Gorbachev is blamed for the crisis in the economy. But the Soviet system for providing its citizens with the basics of life has always been a cruel and hopeless mess. Perestroika has been largely a matter of restructuring a ruin, a contradiction in terms that makes for a sorry spectacle. Yet the world is, as never before, invited to watch. Glasnost has led to a kind of reverse, and perverse, Potemkinism, a post-Soviet tendency to portray the situation as even worse than it is.

Take the scene of empty shelves in Moscow grocery stores that appears on TV news programs almost every evening. At least some of the food so conspicuously missing in state outlets is on sale but off camera, from private vendors at higher prices a few blocks way. That's what a transition to a market economy is all about.

Russians have said there are really only two words in their language: ura (hurrah) and uvy (alas). After generations of being forced to cheer, 286 million people now seem to be lamenting in unison. What's more, they are | booing the man who empowered them to do so. Gorbachev may deserve criticism for having not yet abolished the State Planning Commission, and numerous central ministries are still obstructing reform. But he has unquestionably dismantled the Ministry of Fear. For that he gets astonishingly little thanks.

Beyond the specific complaints against Gorbachev, there is a deeper grievance. Because of both the position and the convictions he holds, he is identified with the very idea of a Soviet Union that stretches from Tallinn on the Baltic to Vladivostok on the Pacific. That idea is finished. The U.S.S.R. was kept together by force; it now has the freedom to come apart.

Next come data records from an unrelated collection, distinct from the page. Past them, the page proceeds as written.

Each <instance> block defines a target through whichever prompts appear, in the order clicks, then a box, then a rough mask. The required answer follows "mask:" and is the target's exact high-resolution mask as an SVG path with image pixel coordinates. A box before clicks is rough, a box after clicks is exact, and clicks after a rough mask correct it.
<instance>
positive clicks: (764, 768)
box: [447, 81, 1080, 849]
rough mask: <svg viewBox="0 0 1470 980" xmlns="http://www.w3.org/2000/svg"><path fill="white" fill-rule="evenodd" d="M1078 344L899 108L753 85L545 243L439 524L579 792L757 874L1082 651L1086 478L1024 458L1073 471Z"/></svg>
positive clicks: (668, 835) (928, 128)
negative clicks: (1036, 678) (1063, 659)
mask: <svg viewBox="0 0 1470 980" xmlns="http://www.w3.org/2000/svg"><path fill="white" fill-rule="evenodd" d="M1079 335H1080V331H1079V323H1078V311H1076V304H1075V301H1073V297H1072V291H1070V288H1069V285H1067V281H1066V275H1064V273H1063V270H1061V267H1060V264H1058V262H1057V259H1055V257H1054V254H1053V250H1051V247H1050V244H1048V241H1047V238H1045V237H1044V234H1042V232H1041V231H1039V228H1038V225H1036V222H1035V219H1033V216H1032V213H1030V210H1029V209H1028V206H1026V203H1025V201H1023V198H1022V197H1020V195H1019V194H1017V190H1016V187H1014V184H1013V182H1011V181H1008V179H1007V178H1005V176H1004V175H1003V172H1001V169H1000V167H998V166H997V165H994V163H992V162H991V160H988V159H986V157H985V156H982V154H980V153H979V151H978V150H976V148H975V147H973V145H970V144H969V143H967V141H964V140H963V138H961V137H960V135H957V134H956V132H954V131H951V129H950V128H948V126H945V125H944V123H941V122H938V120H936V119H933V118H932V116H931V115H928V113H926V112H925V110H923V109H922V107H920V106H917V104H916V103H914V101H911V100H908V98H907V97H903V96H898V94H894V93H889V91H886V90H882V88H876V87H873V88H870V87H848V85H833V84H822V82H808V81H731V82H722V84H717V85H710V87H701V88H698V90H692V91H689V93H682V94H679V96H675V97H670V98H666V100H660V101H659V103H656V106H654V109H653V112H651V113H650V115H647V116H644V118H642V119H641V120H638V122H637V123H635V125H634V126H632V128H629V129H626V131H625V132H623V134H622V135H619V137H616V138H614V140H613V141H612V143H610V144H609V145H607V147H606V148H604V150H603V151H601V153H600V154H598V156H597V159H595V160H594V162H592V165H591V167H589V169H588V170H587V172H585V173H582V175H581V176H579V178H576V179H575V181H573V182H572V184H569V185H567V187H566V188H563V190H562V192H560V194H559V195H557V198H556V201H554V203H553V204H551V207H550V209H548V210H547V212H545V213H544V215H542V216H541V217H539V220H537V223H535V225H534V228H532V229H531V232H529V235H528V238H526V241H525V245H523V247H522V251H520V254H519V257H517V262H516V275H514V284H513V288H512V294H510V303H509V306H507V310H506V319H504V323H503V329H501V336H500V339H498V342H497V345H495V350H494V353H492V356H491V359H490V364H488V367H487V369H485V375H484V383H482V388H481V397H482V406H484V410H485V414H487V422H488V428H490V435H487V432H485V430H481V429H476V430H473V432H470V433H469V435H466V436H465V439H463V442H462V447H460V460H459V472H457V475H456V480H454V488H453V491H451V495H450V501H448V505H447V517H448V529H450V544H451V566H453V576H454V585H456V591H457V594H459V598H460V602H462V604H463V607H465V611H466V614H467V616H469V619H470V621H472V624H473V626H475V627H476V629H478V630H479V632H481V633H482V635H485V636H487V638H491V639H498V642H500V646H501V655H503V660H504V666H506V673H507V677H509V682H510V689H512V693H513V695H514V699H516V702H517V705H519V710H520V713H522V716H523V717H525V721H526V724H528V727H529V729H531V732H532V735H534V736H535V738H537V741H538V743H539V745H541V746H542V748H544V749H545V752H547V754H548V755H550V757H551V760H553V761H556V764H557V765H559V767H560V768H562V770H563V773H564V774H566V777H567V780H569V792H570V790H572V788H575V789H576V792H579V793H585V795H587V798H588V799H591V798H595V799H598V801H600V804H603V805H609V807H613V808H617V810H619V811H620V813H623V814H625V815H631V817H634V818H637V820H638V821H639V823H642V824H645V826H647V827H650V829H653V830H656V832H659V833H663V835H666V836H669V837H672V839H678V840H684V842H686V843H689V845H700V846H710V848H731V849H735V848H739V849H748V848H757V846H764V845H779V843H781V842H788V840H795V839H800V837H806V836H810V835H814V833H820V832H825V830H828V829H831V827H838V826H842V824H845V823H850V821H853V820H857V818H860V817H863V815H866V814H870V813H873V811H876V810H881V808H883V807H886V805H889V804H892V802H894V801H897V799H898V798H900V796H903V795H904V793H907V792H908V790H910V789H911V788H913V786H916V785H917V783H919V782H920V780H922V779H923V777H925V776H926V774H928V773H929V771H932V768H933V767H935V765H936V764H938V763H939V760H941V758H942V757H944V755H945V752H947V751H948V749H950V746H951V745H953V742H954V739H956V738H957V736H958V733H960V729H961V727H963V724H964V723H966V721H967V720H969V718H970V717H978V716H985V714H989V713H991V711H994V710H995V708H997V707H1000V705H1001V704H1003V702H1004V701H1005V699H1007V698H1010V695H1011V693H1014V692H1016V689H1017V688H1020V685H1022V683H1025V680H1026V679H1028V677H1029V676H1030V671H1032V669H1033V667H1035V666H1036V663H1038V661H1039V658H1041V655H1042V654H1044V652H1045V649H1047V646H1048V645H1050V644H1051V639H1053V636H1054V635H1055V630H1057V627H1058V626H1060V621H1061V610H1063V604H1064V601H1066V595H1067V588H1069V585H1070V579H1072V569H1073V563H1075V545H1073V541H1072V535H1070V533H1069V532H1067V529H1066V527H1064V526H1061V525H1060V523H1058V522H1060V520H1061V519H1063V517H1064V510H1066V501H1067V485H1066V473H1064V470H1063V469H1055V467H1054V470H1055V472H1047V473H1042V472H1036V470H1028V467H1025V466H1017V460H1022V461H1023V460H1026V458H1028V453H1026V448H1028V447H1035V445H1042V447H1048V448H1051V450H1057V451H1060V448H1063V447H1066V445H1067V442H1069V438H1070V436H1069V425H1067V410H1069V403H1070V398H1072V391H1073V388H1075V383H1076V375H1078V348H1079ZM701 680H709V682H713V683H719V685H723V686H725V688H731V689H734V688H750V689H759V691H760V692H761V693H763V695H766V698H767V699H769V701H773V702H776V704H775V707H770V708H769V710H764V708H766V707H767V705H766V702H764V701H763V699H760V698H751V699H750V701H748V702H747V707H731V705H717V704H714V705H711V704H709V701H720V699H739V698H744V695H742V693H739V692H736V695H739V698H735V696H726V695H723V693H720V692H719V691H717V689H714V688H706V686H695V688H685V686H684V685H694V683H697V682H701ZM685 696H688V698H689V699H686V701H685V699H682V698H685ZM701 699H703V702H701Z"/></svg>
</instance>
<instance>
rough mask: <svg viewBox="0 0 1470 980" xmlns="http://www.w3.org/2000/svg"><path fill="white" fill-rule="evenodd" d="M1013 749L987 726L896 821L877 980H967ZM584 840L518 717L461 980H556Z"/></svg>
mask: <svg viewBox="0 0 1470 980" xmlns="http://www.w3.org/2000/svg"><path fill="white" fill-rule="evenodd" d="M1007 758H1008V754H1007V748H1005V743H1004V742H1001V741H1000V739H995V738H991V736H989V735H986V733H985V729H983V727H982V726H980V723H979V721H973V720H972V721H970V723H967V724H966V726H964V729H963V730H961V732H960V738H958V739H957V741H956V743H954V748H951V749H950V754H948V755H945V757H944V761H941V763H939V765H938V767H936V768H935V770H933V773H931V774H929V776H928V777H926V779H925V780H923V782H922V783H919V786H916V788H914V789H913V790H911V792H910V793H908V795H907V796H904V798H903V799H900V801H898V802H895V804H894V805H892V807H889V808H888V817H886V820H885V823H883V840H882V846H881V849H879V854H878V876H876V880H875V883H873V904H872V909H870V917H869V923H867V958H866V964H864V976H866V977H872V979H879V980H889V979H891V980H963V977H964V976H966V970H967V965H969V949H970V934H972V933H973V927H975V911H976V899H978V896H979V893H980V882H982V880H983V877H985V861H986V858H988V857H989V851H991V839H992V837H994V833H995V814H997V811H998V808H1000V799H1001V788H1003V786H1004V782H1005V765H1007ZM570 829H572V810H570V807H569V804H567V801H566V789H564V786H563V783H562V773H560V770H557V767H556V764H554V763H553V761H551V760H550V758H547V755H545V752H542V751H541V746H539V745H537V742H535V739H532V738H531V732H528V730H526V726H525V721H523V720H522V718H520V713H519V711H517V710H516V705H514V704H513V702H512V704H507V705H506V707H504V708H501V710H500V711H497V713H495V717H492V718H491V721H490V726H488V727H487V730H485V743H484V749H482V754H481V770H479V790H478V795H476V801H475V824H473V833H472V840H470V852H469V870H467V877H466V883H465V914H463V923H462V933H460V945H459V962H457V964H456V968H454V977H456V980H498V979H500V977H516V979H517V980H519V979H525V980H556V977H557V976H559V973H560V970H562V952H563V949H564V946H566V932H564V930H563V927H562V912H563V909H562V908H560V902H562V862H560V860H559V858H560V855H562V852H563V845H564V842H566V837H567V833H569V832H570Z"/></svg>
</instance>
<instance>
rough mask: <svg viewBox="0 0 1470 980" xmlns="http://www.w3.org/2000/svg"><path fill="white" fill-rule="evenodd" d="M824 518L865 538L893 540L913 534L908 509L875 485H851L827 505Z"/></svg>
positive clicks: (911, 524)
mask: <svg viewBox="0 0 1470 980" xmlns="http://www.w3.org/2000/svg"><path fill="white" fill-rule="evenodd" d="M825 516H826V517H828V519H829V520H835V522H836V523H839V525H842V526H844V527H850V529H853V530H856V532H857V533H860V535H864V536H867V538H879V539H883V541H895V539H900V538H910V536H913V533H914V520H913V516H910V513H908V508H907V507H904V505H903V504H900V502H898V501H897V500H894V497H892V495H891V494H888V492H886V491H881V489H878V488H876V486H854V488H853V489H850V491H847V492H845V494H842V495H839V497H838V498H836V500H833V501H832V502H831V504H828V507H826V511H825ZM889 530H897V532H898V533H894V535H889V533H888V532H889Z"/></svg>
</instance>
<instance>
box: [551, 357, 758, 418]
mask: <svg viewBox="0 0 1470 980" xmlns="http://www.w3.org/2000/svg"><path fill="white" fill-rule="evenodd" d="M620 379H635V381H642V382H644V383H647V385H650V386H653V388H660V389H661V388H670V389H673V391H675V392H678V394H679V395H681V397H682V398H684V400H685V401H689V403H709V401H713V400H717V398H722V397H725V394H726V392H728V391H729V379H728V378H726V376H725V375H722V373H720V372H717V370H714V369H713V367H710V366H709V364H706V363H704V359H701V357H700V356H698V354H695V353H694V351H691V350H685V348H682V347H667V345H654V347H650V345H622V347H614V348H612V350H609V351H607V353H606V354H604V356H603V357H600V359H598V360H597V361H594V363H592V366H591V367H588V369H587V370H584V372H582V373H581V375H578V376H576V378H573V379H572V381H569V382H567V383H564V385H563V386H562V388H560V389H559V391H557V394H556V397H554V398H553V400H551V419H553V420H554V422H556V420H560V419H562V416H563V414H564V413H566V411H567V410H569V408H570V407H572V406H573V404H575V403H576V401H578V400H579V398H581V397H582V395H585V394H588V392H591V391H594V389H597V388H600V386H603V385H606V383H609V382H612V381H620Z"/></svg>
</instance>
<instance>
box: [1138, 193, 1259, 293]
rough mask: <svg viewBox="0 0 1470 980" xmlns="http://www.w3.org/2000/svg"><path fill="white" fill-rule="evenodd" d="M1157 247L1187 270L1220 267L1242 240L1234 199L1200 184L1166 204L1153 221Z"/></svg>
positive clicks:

Even those few of Gorbachev's countrymen who have a kind word for him usually qualify it with some comment to the effect that he is yesterday's man. As usual, they exaggerate. But even if Gorbachev is, before our eyes, passing into history, he can be consoled by the company he will keep.

Gabriel Garcia Marquez's new novel, The General in His Labyrinth, is about the last days of Simon Bolivar, but it can also be read as allegory. Having cast off the shackles of empire, tried to found a rudimentary democracy and earned the title of the Liberator, Bolivar dies in defeat. What he wants most is a single South American republic reaching from Caracas to Quito. But the passions of the revolution he led give way to those of separatism that he cannot control. His "golden dream of continental unity" becomes an embarrassing abstraction to his people, who begin following regional leaders instead.

"Let's go," Bolivar tells his closest aide. "No one loves us here." Terminally ill, fearful of assassination, mocked on the streets, Bolivar sets off on a mule toward self-imposed exile.

"It's destiny's joke," says one of his few remaining loyalists. "It seems we planted the ideal of independence so deep that now these countries are trying to win their independence from each other." Venezuela, Colombia, Peru and Ecuador go their own way.

So will Estonia, Latvia, Georgia and the rest. But even if Gorbachev, like Bolivar, fails as a unifier, he too will be remembered above all as a liberator.